Rezension

Warum musste Camille sterben?

Die Blüten von Pigalle - Michelle Cordier

Die Blüten von Pigalle
von Michelle Cordier

Bewertet mit 3 Sternen

Tolle Atmosphäre, interessante Zeit, langweiliger Kriminalroman.

1945, Paris in der Nachkriegszeit. Das Hotel Lutetia fungiert als Sammelstelle für die Heimkehrer aus den deutschen Konzentrationslagern. Einer von ihnen ist Camille. Doch als seine Verlobte Eloise und ihre Freundin Pauline ihn besuchen wollen, ist bereits die Polizei vor Ort. Camille wurde ermordet und neben ihm fand man eine Druckplatte für eine englische Banknote.

Inspektor Jean Ricolet, Paulines Freund, ermittelt. Doch wo soll er ansetzen? Liegt der Mord in der Vergangenheit des Opfers? Hat er etwas mit seiner Gefangenschaft im KZ zu tun? Hat das Verbrechen sogar etwas mit dem Hotel selber zu tun? Während der Besatzungszeit war das Luxus-Hotel von den Nazis beschlagnahmt und Treffpunkt vieler Pariser Geschäftsmänner und Kollaborateure.

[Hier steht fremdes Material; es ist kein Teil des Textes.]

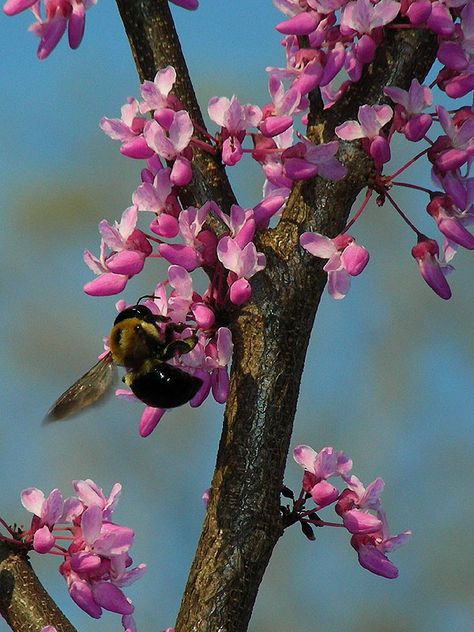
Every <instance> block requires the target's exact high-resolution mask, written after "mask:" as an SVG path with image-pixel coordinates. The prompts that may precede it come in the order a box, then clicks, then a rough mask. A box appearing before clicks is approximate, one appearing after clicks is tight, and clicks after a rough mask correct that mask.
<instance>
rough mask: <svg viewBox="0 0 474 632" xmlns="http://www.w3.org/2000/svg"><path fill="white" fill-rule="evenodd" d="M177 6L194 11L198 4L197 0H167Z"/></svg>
mask: <svg viewBox="0 0 474 632" xmlns="http://www.w3.org/2000/svg"><path fill="white" fill-rule="evenodd" d="M169 1H170V2H172V3H173V4H175V5H176V6H177V7H181V8H182V9H188V10H189V11H194V9H197V8H198V6H199V1H198V0H169Z"/></svg>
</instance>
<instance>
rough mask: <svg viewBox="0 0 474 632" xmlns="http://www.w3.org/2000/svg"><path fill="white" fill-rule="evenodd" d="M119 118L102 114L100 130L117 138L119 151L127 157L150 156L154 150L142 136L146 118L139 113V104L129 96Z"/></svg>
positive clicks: (122, 107) (108, 135) (107, 134)
mask: <svg viewBox="0 0 474 632" xmlns="http://www.w3.org/2000/svg"><path fill="white" fill-rule="evenodd" d="M120 111H121V114H122V116H121V118H119V119H111V118H107V117H106V116H104V117H103V118H102V119H101V120H100V128H101V130H102V131H103V132H104V133H105V134H107V136H109V137H110V138H112V139H113V140H119V141H120V142H121V143H122V144H121V146H120V153H121V154H123V155H124V156H127V157H128V158H136V159H143V158H151V156H153V154H154V151H153V149H150V147H148V145H147V144H146V142H145V139H144V138H143V128H144V127H145V123H146V119H145V118H144V117H142V116H141V115H140V104H139V102H138V101H137V100H136V99H133V98H132V97H129V98H128V99H127V103H126V104H125V105H123V106H122V108H121V110H120Z"/></svg>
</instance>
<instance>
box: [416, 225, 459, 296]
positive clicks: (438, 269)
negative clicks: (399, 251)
mask: <svg viewBox="0 0 474 632" xmlns="http://www.w3.org/2000/svg"><path fill="white" fill-rule="evenodd" d="M411 254H412V255H413V257H414V258H415V259H416V261H417V263H418V267H419V270H420V274H421V276H422V277H423V279H424V280H425V281H426V283H427V284H428V285H429V286H430V288H431V289H432V290H434V291H435V292H436V294H437V295H438V296H440V297H441V298H444V299H445V300H447V299H449V298H451V289H450V287H449V285H448V282H447V281H446V277H445V275H446V274H447V273H448V272H449V271H450V270H451V267H450V266H446V265H441V264H440V262H439V261H438V255H439V247H438V244H437V243H436V242H435V241H434V239H428V238H427V237H424V236H423V235H421V236H420V237H419V238H418V243H417V244H416V245H415V246H413V248H412V249H411Z"/></svg>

Die Blüten von Pigalle ist bereits der zweite Band um Inspektor Ricolet und dem ehemaligen Résistance-Mitglied Pauline. Doch auch ohne den Vorgängerband zu kennen, kommt man gut in die Geschichte hinein. Auch wenn hin und wieder Anspielungen auf den ersten Teil gemacht werden und ich doch manchmal das Gefühl hatte, etwas Vorwissen wäre nicht schlecht gewesen.

Die Handlung beginnt gemächlich. Doch die Autorin hat die Atmosphäre der damaligen Zeit sehr gut wiedergegeben, so dass die behäbige Erzählweise und die fehlende Spannung, zunächst zu verschmerzen ist. Doch leider trägt dieses Ambiente nicht das ganze Buch. Das, immer noch von der vergangenen Besetzung geprägte Paris, wird anschaulich geschildert und es gibt kurze Einblicke in die, für manche Pariser, beschämende Vergangenheit. Doch die historischen Hintergründe, die eigentliche Besatzungszeit und auch die Kollaboration werden nur gestreift. Das hat mich allerdings nicht gestört, wird das Buch doch als Kriminalroman und nicht als historisches Werk verkauft.

Aber gerade der kriminalistische Teil, ist meiner Meinung nach aber nicht so gut geglückt. Denn richtige Spannung ist bei mir leider kaum aufgekommen. Hat das erste Drittel des Buches mich noch gut unterhalten, wurde es im Verlaufe der Handlung leider immer langweiliger. Es gibt zwar verschiedene Spuren, die Inspektor Jean Ricolet auch akribisch abarbeitet, aber die ganze Ermittlung wirkt langatmig und behäbig. Einiges war sehr konstruiert und wirkte auf mich nicht sehr schlüssig. Es gab ein paar interessante Ansätze, falsche Spuren und unerwartete Wendungen. Doch leider auch sehr viel Leerlauf, einen komplett unnötigen Handlungsstrang und zu viele Abschweifungen.

Dazu hatte ich einige Probleme mit den Protagonisten. Ganz besonders mit Pauline. Zu Anfang fand ich sie noch ganz sympathisch. Doch irgendwann hat sie mich eher genervt. Sie soll in der Résistance gewesen sein. Aber außer ein paar Verbindungen, die sie aus der Zeit noch hat, ist davon nichts zu merken. Sie wirkt naiv, plappert munter Ermittlungsergebnisse aus, mischt sich in die Arbeit ihres Freundes Jean ein und reagiert beleidigt, wenn seine Ermittlungen ihr nicht gefallen. Jean war ja ganz nett,und ist ein intelligenter Ermittler, aber ganz „warm“ bin ich mit ihm auch nicht geworden. Irgendetwas hat mir gefehlt.

Die Leseprobe hatte mich total begeistert, doch bedauerlicherweise konnte der Rest des Romans nicht mithalten.

Ein Kriminalroman, mit toller Atmosphäre in einer interessanten Zeit, der aber leider eher langweilig dahinplätschert.